“Meta Kaggle” Exploration by Adrian Liaw

Background

Kaggle is a platform for data prediction competitions, they call Kaggle “The home of data science”. There are hundreds of competitions out there, many of them are hosted by companies and have money as prizes, like Home Depot, Yelp and Airbnb. They also have a jobs board, where companies can offer data science jobs, and allow members in the Kaggle community to apply for them. If you’d like to learn more, please visit the About page.

Recently, Kaggle introduced the Kaggle Datasets, where you can find some high quality public datasets, like SF Salaries, Reddit Comments, US Baby Names. Kaggle also released their Meta Kaggle dataset, “The dataset on Kaggle, on Kaggle”. This dataset contains data about competitions, submissions, users, etc. on the Kaggle platform, and that’s what I’m going to explore.
Note: This dataset is not a complete dump, they’re just a small subset where some rows, columns, tables have been filtered by Kaggle.

Although the dataset is not a complete dump, it’s still pretty large. There’re 10 tables, but I’m only using 6 of them: Competitions, EvaluationAlgorithms, Submissions, TeamMemberships, Teams and Users, each of them has 239, 29, 934345, 68500, 59231, 365878 observations. My analysis will focus on Competitions, Submissions, Teams and Users.

Univariate Plots Section

Let’s start with making a histogram of total points made by each user.

That doesn’t look pretty good, let’s apply log scale to the y axis.

It’s much better, it looks like a normal distrubution with a log scale.
Here are some descriptive statistics of points:

##     Min.  1st Qu.   Median     Mean  3rd Qu.     Max. 
##      1.7    143.6    295.9   1193.0    719.7 223600.0

Quantity of the competition reward (in USD):

Since there are only 239 competitions recorded in this dataset (and there’re actually more than 750 on Kaggle), we can’t really observe something really special only from this table.
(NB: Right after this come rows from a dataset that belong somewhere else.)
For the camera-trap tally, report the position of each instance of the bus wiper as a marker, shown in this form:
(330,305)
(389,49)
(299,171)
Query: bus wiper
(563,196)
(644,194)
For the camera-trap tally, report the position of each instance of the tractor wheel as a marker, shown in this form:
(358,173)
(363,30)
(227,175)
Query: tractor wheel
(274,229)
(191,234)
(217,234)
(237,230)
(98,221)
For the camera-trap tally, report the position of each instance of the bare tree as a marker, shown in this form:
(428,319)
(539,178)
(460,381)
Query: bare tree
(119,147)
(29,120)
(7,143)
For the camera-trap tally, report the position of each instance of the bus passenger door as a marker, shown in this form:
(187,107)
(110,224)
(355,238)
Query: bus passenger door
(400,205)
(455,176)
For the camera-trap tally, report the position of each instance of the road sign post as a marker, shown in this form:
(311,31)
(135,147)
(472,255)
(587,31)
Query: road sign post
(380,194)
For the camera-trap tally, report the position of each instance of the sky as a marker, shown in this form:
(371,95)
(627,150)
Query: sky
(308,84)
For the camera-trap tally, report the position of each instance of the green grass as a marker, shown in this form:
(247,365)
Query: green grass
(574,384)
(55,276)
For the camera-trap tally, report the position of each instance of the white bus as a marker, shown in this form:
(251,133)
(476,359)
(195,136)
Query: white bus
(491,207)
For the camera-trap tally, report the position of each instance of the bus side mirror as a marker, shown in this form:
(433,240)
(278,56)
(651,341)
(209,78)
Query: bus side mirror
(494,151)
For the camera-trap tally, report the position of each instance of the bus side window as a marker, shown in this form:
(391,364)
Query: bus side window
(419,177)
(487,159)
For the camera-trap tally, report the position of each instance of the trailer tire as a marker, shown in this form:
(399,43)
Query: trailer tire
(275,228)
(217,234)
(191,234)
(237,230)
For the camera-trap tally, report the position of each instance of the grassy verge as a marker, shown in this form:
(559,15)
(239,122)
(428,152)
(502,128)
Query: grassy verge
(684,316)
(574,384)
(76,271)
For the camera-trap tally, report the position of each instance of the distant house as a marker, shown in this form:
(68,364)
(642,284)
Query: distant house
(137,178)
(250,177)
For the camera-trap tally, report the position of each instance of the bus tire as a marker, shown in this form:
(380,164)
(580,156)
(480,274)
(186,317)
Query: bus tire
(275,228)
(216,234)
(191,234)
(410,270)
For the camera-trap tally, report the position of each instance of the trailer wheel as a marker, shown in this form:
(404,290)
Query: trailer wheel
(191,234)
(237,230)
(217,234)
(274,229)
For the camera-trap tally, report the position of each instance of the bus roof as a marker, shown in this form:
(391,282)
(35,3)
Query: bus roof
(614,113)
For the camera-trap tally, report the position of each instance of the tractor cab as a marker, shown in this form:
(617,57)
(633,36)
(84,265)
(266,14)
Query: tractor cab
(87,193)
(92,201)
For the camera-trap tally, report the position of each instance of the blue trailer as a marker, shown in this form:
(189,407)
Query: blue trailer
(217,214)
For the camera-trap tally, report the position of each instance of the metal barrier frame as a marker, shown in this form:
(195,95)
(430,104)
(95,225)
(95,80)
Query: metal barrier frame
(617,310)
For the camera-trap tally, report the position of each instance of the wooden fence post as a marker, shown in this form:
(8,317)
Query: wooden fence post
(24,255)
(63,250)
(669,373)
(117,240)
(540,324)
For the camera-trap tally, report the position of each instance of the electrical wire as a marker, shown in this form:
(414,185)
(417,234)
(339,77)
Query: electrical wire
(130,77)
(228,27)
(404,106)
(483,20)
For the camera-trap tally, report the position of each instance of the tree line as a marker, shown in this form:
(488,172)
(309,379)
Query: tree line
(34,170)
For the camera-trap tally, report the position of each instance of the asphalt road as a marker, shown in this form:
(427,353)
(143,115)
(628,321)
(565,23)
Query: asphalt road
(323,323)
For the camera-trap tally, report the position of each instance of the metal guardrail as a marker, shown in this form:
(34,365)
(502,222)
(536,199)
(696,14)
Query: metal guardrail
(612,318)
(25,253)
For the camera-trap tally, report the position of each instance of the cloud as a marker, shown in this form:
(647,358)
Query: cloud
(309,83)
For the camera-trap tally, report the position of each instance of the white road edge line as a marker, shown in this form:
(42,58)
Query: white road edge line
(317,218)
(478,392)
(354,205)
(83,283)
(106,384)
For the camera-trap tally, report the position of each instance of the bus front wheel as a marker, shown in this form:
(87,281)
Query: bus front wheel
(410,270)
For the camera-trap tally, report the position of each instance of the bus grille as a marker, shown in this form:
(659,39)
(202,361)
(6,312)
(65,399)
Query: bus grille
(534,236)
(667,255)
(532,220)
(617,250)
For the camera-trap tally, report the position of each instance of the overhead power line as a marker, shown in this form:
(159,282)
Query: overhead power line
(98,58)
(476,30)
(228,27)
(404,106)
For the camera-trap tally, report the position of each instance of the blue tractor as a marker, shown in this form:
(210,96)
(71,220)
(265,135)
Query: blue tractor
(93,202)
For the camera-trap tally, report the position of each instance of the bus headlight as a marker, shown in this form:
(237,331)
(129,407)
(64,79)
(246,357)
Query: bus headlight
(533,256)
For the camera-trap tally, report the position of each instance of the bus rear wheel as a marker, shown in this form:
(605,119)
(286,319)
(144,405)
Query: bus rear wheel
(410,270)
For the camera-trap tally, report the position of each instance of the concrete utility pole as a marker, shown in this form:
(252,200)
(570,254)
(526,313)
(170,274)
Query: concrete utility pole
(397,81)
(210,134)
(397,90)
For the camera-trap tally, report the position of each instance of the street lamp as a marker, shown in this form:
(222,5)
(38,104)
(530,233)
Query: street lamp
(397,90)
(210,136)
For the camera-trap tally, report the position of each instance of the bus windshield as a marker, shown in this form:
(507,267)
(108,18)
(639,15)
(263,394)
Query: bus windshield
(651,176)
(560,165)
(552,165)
Duration of the competitions (Deadline - DateEnabled):

There isn’t this Duration variable in the original dataset, I done it with R. The following plot is also about a variable that I’ve created, N.Submissions. N.Submissions is a variable of teams, it’s the number of times each team submitted.
Note that every team is bound to a competition, there’s a CompetitionId column in the Teams table. Also, a single user is a team, every time you submit as a single user, Kaggle records it as a team with 1 member.
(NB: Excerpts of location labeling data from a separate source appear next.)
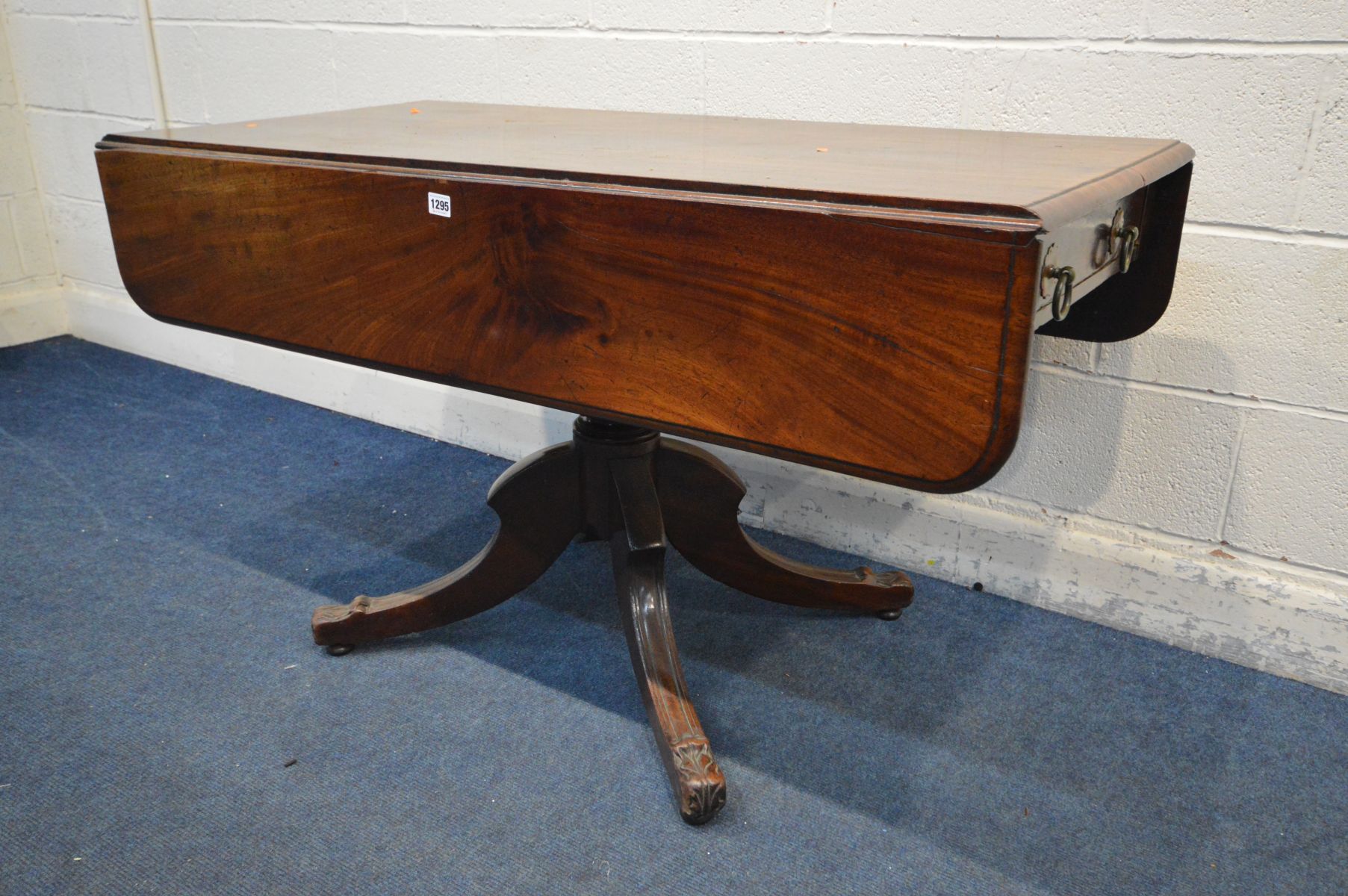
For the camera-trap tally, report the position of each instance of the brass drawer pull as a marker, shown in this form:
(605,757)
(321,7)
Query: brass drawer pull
(1128,249)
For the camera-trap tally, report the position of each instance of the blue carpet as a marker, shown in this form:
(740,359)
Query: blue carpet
(166,537)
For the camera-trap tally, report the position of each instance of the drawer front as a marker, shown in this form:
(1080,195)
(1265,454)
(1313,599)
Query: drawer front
(1093,247)
(845,343)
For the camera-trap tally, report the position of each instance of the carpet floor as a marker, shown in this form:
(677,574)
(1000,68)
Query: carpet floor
(166,725)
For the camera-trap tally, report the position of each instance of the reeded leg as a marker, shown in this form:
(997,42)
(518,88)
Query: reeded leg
(700,499)
(638,546)
(538,504)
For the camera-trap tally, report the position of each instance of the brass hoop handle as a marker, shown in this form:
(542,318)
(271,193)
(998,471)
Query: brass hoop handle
(1130,248)
(1064,278)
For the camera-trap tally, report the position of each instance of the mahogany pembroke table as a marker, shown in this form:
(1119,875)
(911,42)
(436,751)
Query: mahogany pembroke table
(857,298)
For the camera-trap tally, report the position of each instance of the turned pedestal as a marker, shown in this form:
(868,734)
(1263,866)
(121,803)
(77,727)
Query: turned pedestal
(642,494)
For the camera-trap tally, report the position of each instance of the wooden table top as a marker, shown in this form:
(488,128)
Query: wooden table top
(1043,177)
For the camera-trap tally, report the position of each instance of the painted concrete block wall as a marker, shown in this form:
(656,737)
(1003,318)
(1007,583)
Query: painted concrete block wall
(28,306)
(1217,445)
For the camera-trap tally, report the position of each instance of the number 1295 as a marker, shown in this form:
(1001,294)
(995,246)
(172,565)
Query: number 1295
(438,204)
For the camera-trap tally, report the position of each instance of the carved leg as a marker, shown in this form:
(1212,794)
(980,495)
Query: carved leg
(538,504)
(700,497)
(638,544)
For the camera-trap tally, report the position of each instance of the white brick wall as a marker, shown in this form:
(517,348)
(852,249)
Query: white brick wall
(1229,422)
(25,249)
That’s a highly skewed distribution.

The following plot is about the number of new users joined over time:

There’s a strange peak at about March 2015, since I wasn’t familiar with Kaggle then, I can’t really explain this peak.
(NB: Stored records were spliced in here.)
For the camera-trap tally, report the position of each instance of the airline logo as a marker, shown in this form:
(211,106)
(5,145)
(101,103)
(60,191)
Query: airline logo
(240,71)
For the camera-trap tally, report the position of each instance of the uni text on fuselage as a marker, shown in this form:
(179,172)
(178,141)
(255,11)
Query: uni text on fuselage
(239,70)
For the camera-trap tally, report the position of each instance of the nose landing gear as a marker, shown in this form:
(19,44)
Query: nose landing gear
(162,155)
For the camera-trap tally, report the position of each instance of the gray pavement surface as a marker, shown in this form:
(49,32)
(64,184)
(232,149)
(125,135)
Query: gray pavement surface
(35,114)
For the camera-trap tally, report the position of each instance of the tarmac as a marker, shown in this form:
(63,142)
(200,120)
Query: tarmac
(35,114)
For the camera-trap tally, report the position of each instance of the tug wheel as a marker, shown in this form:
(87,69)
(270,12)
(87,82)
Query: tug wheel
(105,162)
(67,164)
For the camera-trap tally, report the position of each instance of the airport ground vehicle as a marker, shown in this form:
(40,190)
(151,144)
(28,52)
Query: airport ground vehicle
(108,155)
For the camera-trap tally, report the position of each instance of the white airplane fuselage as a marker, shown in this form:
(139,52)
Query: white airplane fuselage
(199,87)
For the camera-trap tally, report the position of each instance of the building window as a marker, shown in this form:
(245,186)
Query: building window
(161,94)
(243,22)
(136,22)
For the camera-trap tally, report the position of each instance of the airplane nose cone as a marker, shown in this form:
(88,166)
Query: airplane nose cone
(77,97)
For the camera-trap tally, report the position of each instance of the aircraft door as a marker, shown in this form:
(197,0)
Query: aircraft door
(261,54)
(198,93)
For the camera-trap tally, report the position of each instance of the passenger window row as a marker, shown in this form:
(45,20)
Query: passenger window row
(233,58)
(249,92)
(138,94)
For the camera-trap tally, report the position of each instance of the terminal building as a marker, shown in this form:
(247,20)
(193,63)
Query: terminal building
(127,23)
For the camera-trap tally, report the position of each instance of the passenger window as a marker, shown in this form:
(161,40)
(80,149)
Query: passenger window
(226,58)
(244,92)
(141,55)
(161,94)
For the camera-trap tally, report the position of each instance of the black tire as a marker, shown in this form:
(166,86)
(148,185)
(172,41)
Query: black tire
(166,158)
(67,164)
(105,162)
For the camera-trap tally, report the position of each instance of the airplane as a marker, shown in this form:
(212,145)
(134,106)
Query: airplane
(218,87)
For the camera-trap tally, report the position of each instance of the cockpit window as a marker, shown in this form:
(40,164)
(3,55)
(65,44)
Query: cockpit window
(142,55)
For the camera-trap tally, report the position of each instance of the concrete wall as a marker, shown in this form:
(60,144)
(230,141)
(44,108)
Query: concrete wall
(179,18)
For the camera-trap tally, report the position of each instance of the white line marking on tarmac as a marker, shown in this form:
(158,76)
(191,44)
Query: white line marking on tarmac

This plot’s x-axis is the z-score of submissions’ PublicScore by each competition.

The following one is basically the same as the previous one, but submissions’ PrivateScore instead. The private score is what determines the final ranking, but won’t be shown before the competition ends. To learn more about public score and private score, please visit this page

Here are some descriptive statistics of PublicScore.Z:

##    Min. 1st Qu.  Median    Mean 3rd Qu.    Max. 
## -7.2930 -0.2151  0.3730  0.0000  0.5804  4.4920

We can see that the median value is above 0, difference between 1st quartile is about 0.59, 0.21 for 3rd quartile, which is a slightly skewed distribution.

Submissions by days before competitions’ deadlines:

This is quite interesting that, a lot of submissions seem to be happened in the last day of competitions.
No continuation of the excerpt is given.